The Scope of the Problem

I find observations like this:

Friday’s government jobs report added to the gloom and the sense that the recovery is losing steam. The Labor Department said private employers added about 83,000 jobs last month, considerably fewer than the 112,000 analysts had forecast.

That signals that could be years — not months — before the employment rate returns to pre-recession levels.

“We’re adding jobs but at an excruciatingly slow pace,” said labor market economist Heidi Shierholz of the Economic Policy Institute, a think tank. “Double dip or no, this is going to be an enormously long slog.”
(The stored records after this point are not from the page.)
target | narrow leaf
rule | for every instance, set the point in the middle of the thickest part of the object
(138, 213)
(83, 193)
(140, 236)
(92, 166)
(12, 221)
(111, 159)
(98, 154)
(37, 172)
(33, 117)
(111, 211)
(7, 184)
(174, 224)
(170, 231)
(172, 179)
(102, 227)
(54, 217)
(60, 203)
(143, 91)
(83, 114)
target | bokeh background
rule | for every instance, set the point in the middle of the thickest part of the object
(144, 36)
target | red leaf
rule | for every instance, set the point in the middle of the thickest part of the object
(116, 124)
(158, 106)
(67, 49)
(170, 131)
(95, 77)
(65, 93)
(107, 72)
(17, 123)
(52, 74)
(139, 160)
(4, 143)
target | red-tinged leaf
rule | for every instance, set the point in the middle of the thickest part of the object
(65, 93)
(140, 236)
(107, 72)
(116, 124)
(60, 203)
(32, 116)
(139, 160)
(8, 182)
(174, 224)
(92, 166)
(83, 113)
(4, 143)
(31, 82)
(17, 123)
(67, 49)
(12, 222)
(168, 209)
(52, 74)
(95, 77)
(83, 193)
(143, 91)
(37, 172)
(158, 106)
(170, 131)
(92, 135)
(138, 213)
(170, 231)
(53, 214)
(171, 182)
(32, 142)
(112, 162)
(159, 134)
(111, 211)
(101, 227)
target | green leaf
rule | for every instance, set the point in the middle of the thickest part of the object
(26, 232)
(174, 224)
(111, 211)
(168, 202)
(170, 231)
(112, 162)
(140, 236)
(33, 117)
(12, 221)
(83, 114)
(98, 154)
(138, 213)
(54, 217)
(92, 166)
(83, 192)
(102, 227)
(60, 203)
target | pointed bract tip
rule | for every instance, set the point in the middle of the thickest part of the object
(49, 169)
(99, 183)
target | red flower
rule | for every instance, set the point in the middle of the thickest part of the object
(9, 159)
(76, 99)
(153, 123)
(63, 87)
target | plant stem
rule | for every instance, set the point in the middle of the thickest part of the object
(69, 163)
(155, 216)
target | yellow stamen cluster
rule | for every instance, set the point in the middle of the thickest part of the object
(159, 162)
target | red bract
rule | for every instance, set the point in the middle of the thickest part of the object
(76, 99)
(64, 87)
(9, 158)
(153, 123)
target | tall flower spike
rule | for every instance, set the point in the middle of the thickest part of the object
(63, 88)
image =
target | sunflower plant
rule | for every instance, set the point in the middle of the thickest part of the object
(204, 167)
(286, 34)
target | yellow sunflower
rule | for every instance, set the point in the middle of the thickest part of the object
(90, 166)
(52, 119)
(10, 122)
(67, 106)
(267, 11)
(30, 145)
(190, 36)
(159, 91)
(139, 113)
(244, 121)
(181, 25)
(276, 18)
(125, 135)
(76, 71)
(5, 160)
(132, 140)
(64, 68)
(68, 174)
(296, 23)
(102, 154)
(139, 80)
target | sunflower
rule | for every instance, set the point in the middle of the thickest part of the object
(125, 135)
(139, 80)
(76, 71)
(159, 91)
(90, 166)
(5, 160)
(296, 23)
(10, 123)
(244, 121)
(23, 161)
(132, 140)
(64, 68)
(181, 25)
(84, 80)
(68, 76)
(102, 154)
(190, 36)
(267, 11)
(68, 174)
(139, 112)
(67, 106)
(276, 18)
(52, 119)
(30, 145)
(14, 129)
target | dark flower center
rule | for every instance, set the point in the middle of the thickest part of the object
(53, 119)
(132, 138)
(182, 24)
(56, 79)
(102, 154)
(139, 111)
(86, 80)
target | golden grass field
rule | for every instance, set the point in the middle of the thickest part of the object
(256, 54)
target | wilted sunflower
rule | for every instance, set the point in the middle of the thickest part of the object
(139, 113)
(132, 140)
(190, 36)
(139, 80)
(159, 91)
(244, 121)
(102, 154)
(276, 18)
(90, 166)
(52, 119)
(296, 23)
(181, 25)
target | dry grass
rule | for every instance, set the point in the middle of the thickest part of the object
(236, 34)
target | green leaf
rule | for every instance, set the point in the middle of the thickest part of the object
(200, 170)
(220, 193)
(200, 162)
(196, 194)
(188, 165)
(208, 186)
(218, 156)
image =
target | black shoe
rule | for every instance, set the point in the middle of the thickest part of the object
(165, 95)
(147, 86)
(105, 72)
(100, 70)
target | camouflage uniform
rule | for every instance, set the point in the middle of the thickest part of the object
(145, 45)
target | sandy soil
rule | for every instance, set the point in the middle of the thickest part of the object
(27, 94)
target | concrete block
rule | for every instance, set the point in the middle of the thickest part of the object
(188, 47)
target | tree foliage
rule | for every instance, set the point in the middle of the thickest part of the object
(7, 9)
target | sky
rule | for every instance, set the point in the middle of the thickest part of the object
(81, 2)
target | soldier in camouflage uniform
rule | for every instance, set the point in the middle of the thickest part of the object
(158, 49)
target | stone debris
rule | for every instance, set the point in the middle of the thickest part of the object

very irritating. Now in fairness that’s just a small snippet from a substantial column. But it completely misstates the scope of the problem. Based on what used to be called the “natural increase”, the regular, normal increase in the population we need to add between 100,000 and 150,000 jobs every month just to maintain the current employment level as a proportion of the population. Or, said another way, unless the employment level drops to levels we haven’t seen in 35 years, the unemployment level can only rise. An increase of 41,000 or 83,000 jobs is better than nothing but at that rate we will never bring the people who’ve lost their jobs over the last couple of years back to work.

I think that practically everybody has it wrong, whether it’s Paul Krugman or President Obama counseling us to spend more or Angela Merkel and the German Parliament counseling us in the direction of austerity. Doing a little more or doing a little less won’t change the trends that have been underway for more than twenty years. We’ve been misallocating resources at a furious pace and we’re seeing the effects of that now.

Further misallocation whether through subsidizing inefficient businesses and government structures to keep them afloat or taxing the winners so that you can keep bailing out the losers in the great game of policy roulette (taxing the losers gets you nowhere—they have nothing to tax) merely perpetuates our problems rather than solving them. We need to do things differently. We need to be smarter.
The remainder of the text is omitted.